Some people say I am brave because I went to Afghanistan. And I guess maybe I am. But I can tell you that fear was alongside my bravery. I think a lot of people look at people’s stories and just see the ending and not the fact that there is fear and struggle along the way.
I went to Afghanistan and was part of a Provincial Reconstruction Team. And went to parts of Afghanistan that only a handful of Americans have ever been to. There I was a Civil Engineer building schools in Afghanistan and working with the people of Afghanistan. I had good days where I got to see the beauty of the Kapisa Valley. And I had bad days where things didn’t go as we planned, loneliness crept into the business of my days, and just some overall hard days.
Deploying is Hard
There is a lot of things that happened in my story that are not pretty. Like the days when tears were the only way to get through each problem. There were other days when I had to pretend like things were not as bad as they were. On days like that, I found other things to look forward to. My friend and I built a garden outside our office and it was something that we looked forward to as we watched it grow and change. It was something not typical for the deployment and almost made it feel like we were home.

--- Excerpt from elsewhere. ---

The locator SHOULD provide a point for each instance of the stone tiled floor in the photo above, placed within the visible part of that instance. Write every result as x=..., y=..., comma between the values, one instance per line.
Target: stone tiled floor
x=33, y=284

The hardest part of my deployment was definitely not being shot at with bullets or rockets. It was the day we got shot at with words. When things that were not true were said about us and believed by others. And the work we had accomplished was discounted and set aside. When the people we had worked with for months no longer believed that we were the same people.
That is what lies do and that is why I have so much trouble trusting people even today. Years later the scars that came from the deployment are not the things caused by the enemy, but instead by the people inside of the wire. The people on my team. The people I had once considered friends.
Have you ever had to learn to trust again? When you move you have to build a community to survive the new adventure of motherhood. As a new mom, you might feel loneliness and the fear that you are not doing a good enough job. You are desperate to find people you could rely on, but still so very much afraid.
Afraid that if you put my trust in them you might be betrayed again.
And it took a long time for me to open up, but it was worth the risk. Even though I got connected quickly, my walls stayed up. But eventually, I did share and let people in and this experience has been different. My friends here love me for who I am. They struggle with some of the same things I struggle with and when I reach out for help I’m given the support, encouragement, or whatever I need. It is an amazing blessing that if I hadn’t taken the chance to open up again I would have missed.
The scars from my deployment have stayed with me long after I returned home.
So maybe you think I’m brave for going to a foreign country and into a combat zone, but really I didn’t have a choice. Looking back, I think I’m brave for trusting people again.
Those scars hurt, but I think they are finally starting to heal.